Не сходя с места, Нюргун кивнул: мол, готов бегать. Нет уж, подумал я. Обойдешься! Не хватало еще, чтобы и бегуна-соперника порвало в клочья! Я, может, и не из лучших скороходов, но и не из худших, это точно. Сам побегу! Плечом я попытался отодвинуть брата, намекнуть, чтобы уходил, но Нюргун стоял скалой. Приказать? Велеть, чтобы оставил идею бегать наперегонки? Прекратил защищать меня? Бороться за мою невесту? Раньше я был уверен, что Нюргун без споров выполнит любой мой приказ. Я – ось миров, как говорил дядя Сарын, а Нюргун – мой вечный, мой добровольный пленник… Я уже собрался отдать приказ и – алатан-улатан! – не смог шевельнуть языком. Я боялся, что Нюргун откажет мне в подчинении; я знал, что он откажет. И будет мне наградой вместо невесты хохот боотуров: меньшой на старшего плевать хотел! Когда-то Юрюна Уолана мучило беспрекословное подчинение брата, сейчас я мечтал, чтобы оно вернулось.
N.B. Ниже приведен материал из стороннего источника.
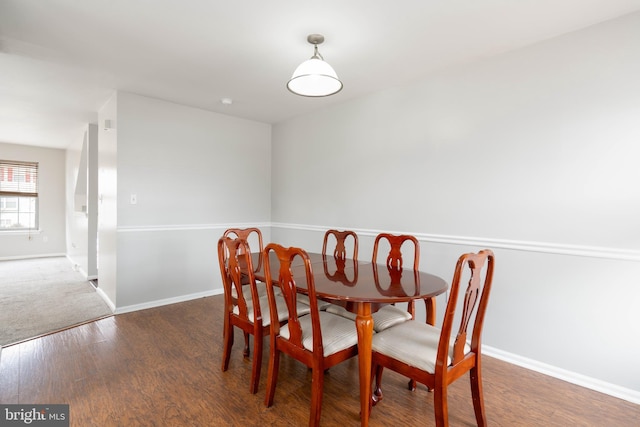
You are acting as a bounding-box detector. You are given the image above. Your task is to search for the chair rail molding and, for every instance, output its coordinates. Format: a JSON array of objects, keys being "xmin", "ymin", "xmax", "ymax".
[{"xmin": 271, "ymin": 222, "xmax": 640, "ymax": 262}]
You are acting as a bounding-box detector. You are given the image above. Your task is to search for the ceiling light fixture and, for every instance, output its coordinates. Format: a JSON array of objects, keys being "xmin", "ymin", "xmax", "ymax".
[{"xmin": 287, "ymin": 34, "xmax": 342, "ymax": 97}]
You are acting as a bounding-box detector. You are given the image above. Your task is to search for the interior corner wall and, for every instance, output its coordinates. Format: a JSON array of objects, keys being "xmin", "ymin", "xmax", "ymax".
[
  {"xmin": 114, "ymin": 92, "xmax": 271, "ymax": 311},
  {"xmin": 97, "ymin": 93, "xmax": 118, "ymax": 310},
  {"xmin": 0, "ymin": 143, "xmax": 65, "ymax": 260},
  {"xmin": 66, "ymin": 124, "xmax": 98, "ymax": 279},
  {"xmin": 272, "ymin": 13, "xmax": 640, "ymax": 396}
]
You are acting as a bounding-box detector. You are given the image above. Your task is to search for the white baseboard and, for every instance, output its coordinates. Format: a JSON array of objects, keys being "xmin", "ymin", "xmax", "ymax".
[
  {"xmin": 114, "ymin": 288, "xmax": 224, "ymax": 314},
  {"xmin": 96, "ymin": 286, "xmax": 116, "ymax": 313},
  {"xmin": 0, "ymin": 253, "xmax": 67, "ymax": 261},
  {"xmin": 482, "ymin": 345, "xmax": 640, "ymax": 405}
]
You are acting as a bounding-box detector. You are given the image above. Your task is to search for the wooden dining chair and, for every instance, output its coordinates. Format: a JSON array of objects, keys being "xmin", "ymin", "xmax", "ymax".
[
  {"xmin": 264, "ymin": 243, "xmax": 358, "ymax": 426},
  {"xmin": 218, "ymin": 237, "xmax": 310, "ymax": 393},
  {"xmin": 222, "ymin": 227, "xmax": 266, "ymax": 278},
  {"xmin": 371, "ymin": 233, "xmax": 422, "ymax": 332},
  {"xmin": 222, "ymin": 227, "xmax": 267, "ymax": 357},
  {"xmin": 372, "ymin": 249, "xmax": 494, "ymax": 426},
  {"xmin": 322, "ymin": 229, "xmax": 358, "ymax": 260}
]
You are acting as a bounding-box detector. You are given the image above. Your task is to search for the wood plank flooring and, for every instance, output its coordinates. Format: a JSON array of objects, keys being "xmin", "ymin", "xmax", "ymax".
[{"xmin": 0, "ymin": 296, "xmax": 640, "ymax": 427}]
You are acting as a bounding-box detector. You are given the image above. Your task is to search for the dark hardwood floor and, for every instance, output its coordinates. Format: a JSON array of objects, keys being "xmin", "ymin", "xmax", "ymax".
[{"xmin": 0, "ymin": 296, "xmax": 640, "ymax": 427}]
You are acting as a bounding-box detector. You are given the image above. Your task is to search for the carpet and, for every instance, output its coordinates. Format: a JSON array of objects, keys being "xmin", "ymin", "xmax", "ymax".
[{"xmin": 0, "ymin": 257, "xmax": 112, "ymax": 346}]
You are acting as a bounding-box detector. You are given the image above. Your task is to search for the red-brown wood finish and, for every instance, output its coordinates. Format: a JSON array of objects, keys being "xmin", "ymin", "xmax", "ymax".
[
  {"xmin": 252, "ymin": 253, "xmax": 448, "ymax": 426},
  {"xmin": 372, "ymin": 249, "xmax": 494, "ymax": 426},
  {"xmin": 218, "ymin": 237, "xmax": 269, "ymax": 393},
  {"xmin": 322, "ymin": 230, "xmax": 358, "ymax": 260},
  {"xmin": 222, "ymin": 227, "xmax": 264, "ymax": 357},
  {"xmin": 322, "ymin": 230, "xmax": 358, "ymax": 288},
  {"xmin": 264, "ymin": 243, "xmax": 358, "ymax": 426}
]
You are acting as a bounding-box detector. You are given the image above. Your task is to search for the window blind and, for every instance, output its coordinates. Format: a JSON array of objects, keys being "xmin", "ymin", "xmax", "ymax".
[{"xmin": 0, "ymin": 160, "xmax": 38, "ymax": 197}]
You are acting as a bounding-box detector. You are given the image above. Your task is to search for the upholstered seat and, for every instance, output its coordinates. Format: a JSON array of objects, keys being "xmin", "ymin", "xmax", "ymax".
[
  {"xmin": 280, "ymin": 311, "xmax": 358, "ymax": 357},
  {"xmin": 371, "ymin": 320, "xmax": 471, "ymax": 373},
  {"xmin": 326, "ymin": 304, "xmax": 411, "ymax": 332}
]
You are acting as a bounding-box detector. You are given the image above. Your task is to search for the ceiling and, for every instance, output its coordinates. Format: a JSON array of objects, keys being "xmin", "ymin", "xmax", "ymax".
[{"xmin": 0, "ymin": 0, "xmax": 640, "ymax": 148}]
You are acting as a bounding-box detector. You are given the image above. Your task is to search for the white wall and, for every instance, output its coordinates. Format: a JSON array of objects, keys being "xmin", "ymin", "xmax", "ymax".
[
  {"xmin": 66, "ymin": 124, "xmax": 98, "ymax": 279},
  {"xmin": 98, "ymin": 93, "xmax": 118, "ymax": 310},
  {"xmin": 0, "ymin": 143, "xmax": 65, "ymax": 260},
  {"xmin": 272, "ymin": 14, "xmax": 640, "ymax": 402},
  {"xmin": 110, "ymin": 92, "xmax": 271, "ymax": 311}
]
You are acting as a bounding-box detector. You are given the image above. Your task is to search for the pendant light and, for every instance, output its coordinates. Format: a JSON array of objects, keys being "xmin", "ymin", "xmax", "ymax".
[{"xmin": 287, "ymin": 34, "xmax": 342, "ymax": 97}]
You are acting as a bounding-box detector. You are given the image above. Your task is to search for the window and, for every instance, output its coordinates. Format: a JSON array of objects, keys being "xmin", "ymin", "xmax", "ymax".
[{"xmin": 0, "ymin": 160, "xmax": 38, "ymax": 231}]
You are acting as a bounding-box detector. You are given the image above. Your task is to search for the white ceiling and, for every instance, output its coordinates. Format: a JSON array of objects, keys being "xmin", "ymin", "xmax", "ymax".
[{"xmin": 0, "ymin": 0, "xmax": 640, "ymax": 148}]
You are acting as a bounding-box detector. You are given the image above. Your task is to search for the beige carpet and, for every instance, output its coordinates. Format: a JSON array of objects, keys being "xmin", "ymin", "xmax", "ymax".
[{"xmin": 0, "ymin": 257, "xmax": 112, "ymax": 346}]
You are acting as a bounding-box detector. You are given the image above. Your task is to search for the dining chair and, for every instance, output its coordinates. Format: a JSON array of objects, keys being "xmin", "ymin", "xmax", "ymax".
[
  {"xmin": 264, "ymin": 243, "xmax": 358, "ymax": 426},
  {"xmin": 222, "ymin": 227, "xmax": 266, "ymax": 280},
  {"xmin": 322, "ymin": 229, "xmax": 358, "ymax": 261},
  {"xmin": 371, "ymin": 249, "xmax": 494, "ymax": 426},
  {"xmin": 218, "ymin": 237, "xmax": 310, "ymax": 394},
  {"xmin": 222, "ymin": 227, "xmax": 267, "ymax": 357},
  {"xmin": 371, "ymin": 233, "xmax": 422, "ymax": 332}
]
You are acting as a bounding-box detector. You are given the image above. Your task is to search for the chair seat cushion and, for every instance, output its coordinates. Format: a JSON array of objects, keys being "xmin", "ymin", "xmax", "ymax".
[
  {"xmin": 371, "ymin": 320, "xmax": 471, "ymax": 373},
  {"xmin": 371, "ymin": 305, "xmax": 411, "ymax": 332},
  {"xmin": 280, "ymin": 311, "xmax": 358, "ymax": 357},
  {"xmin": 326, "ymin": 304, "xmax": 411, "ymax": 332},
  {"xmin": 233, "ymin": 295, "xmax": 311, "ymax": 326},
  {"xmin": 231, "ymin": 282, "xmax": 267, "ymax": 300},
  {"xmin": 297, "ymin": 294, "xmax": 331, "ymax": 310}
]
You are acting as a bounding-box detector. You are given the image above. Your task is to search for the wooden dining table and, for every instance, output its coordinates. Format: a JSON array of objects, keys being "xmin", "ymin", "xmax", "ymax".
[{"xmin": 252, "ymin": 253, "xmax": 448, "ymax": 426}]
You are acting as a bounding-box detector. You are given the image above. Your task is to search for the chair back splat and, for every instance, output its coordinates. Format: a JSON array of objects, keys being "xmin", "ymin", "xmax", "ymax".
[
  {"xmin": 372, "ymin": 249, "xmax": 494, "ymax": 426},
  {"xmin": 222, "ymin": 227, "xmax": 264, "ymax": 271},
  {"xmin": 322, "ymin": 230, "xmax": 358, "ymax": 260}
]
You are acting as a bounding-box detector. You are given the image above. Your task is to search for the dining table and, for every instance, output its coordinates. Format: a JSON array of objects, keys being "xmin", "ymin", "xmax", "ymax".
[{"xmin": 252, "ymin": 253, "xmax": 448, "ymax": 426}]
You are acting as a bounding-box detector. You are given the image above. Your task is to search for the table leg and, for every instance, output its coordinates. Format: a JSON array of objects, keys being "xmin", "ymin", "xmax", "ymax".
[{"xmin": 356, "ymin": 302, "xmax": 373, "ymax": 427}]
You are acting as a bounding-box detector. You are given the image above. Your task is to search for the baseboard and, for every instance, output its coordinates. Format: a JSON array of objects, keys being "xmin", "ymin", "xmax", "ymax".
[
  {"xmin": 96, "ymin": 286, "xmax": 116, "ymax": 313},
  {"xmin": 114, "ymin": 288, "xmax": 224, "ymax": 314},
  {"xmin": 482, "ymin": 345, "xmax": 640, "ymax": 405},
  {"xmin": 0, "ymin": 253, "xmax": 67, "ymax": 261}
]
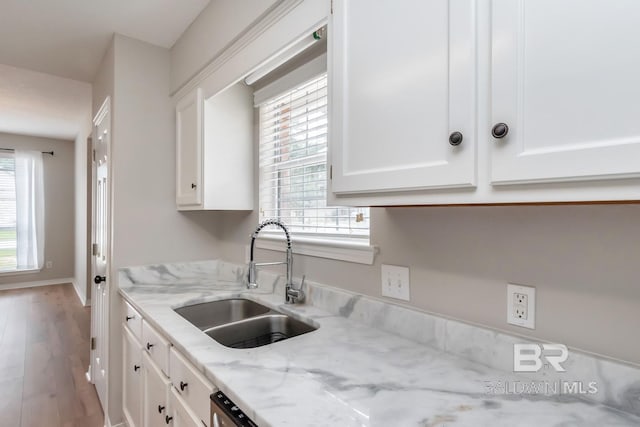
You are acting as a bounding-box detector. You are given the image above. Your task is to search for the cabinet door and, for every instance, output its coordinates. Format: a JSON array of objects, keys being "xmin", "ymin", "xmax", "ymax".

Тем временем Буря высмотрел кого-то за нашими спинами:

– Эй, Баранчай! Иди сюда!

Слуга Сарын-тойона вышел вперед. Сегодня Баранчай двигался свободней, язвы на его теле высохли, покрылись тонкой, туго натянутой кожицей, но до прежнего блестящего слуги Баранчаю было ой-боой как далеко!

– Да, уважаемый Буря Дохсун?

– Побежишь за меня! – тоном, не терпящим возражений, заявил Буря. – Победишь – награжу!

Кэр-буу! Видел я, как Баранчай бегает. Мне его здорового, больного, хромого – да хоть мертвого! – ни за что не обогнать.

Баранчай молчал.

– Я богатый, щедрый! – Буря решил, что слуга набивает себе цену. – Я знаешь, какой щедрый? Не обижу, буо-буо! Давай, беги!

Баранчай по-совиному повернул голову и посмотрел на Нюргуна, стоящего позади него. Обычный человек, в отличие от лесной совы, таким движением свернул бы себе шею. В лице слуги что-то дрогнуло, на скулах проступил тусклый металл. По металлу пробежала волна ряби.

– А вы, уважаемый Буря Дохсун, – вдруг спросил Баранчай, – знаете, какой я вежливый?

Буря осклабился:

– Ага! Аж противно!

– Вот поэтому я вам и отвечу: извините, не побегу. А больше ничего не скажу, хорошо?

Не оглядываясь, Баранчай зашагал прочь.

– Бабат-татат! Стой! – взревел Буря.

А ведь он боится, понял я. Не Буря, нет. Баранчай боится Нюргуна. Уота не испугался, на помощь ко мне пришел, в паучьем колодце на своих плечах держал, а тут… Я что, тоже его боюсь? Собственного брата?! Я не знаю, чего от него ждать. Не знаю, что он сделает в следующий момент. Я ничего, ничегошеньки не знаю…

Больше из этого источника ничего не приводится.